Question

Show that each of the given three vectors is a unit vector:

`1/7 (2hati + 3hatj + 6hatj), 1/7(3hati - 6hatj + 2hatk), 1/7(6hati + 2hatj - 3hatk)`

Also, show that they are mutually perpendicular to each other.

Answer 1

Let `veca = 1/7 (2hati + 3hatj + 6hatk), vecb = 1/7 (3hati - 6hatj + 2hatk) "and"  vecc = 1/7 (6hati + 2hatj - 3hatk)`

∴ `|veca| = sqrt((2/7)^2 + (3/7)^2 + (6/7)^2)`

`= sqrt(4/49 + 9/49 + 36/49)`

`= sqrt(49/49)`

`= sqrt1`

= 1

`|vecb| = sqrt((3/7)^2 + ((-6)/7)^2 + (2/7)^2)`

`= sqrt(9/49 + 36/49 + 4/49)`

`= sqrt(49/49)`

`= sqrt1`

= 1

`|vecc| = sqrt((6/7)^2 + (2/7)^2 + ((-3)/7)^2)`

`= sqrt(49/49)`

`= sqrt1`

= 1

Hence `vec a, vec b, vecc` are unit vectors.

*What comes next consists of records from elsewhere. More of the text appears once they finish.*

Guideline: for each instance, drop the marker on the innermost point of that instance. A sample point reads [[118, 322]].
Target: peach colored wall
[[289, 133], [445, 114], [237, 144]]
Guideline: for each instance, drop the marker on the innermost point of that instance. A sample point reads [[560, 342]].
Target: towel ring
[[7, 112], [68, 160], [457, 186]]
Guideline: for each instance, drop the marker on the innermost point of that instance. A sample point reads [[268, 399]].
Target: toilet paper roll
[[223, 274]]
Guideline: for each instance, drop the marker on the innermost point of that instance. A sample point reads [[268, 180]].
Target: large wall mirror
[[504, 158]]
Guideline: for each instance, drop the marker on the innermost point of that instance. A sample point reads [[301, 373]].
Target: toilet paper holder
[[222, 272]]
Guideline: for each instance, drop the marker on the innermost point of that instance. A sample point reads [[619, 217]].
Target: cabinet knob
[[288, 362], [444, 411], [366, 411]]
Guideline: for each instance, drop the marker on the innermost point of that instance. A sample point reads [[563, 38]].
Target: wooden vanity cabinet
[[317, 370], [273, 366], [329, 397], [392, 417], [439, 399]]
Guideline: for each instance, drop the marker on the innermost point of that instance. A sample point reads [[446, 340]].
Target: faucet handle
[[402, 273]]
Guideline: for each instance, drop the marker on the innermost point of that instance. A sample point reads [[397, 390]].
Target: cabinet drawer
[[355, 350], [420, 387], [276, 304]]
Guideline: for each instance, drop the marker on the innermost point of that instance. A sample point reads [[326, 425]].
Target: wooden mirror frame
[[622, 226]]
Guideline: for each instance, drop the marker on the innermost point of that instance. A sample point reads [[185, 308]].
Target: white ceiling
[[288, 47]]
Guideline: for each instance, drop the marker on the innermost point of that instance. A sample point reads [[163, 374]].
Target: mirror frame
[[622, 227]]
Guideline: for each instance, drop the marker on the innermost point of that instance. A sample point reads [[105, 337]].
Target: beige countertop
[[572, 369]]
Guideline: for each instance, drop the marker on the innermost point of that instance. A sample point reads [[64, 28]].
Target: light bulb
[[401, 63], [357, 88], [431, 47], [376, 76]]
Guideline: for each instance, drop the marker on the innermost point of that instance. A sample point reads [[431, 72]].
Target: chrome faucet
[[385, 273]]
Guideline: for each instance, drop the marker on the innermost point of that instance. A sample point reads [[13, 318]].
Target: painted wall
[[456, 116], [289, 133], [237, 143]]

Now, `veca . vecb = 1/49 [(2) (3) + (3) (-6) + (6) (2)]`

`= 1/49 [6 - 18 + 12]`

= 0

So, `veca` is perpendicular to `vecb`

`vecb . vecc = 1/49 [(3). (6) + (-6) (2) + (2) (-3)]`

`= 1/49 [18 - 12 - 6]`

= 0

So, `vecb` is perpendicular to `vecc.`

`vecc . vec a = 1/49 [(6) (2) + (2) (3) + (-3) (6)]`

`= 1/49 [12 + 6 - 18]`

= 0

So, `vecc` is perpendicular to `vec a`

Hence, `vec a, vecb  "and"  vec c` are three mutually perpendicular unit vectors.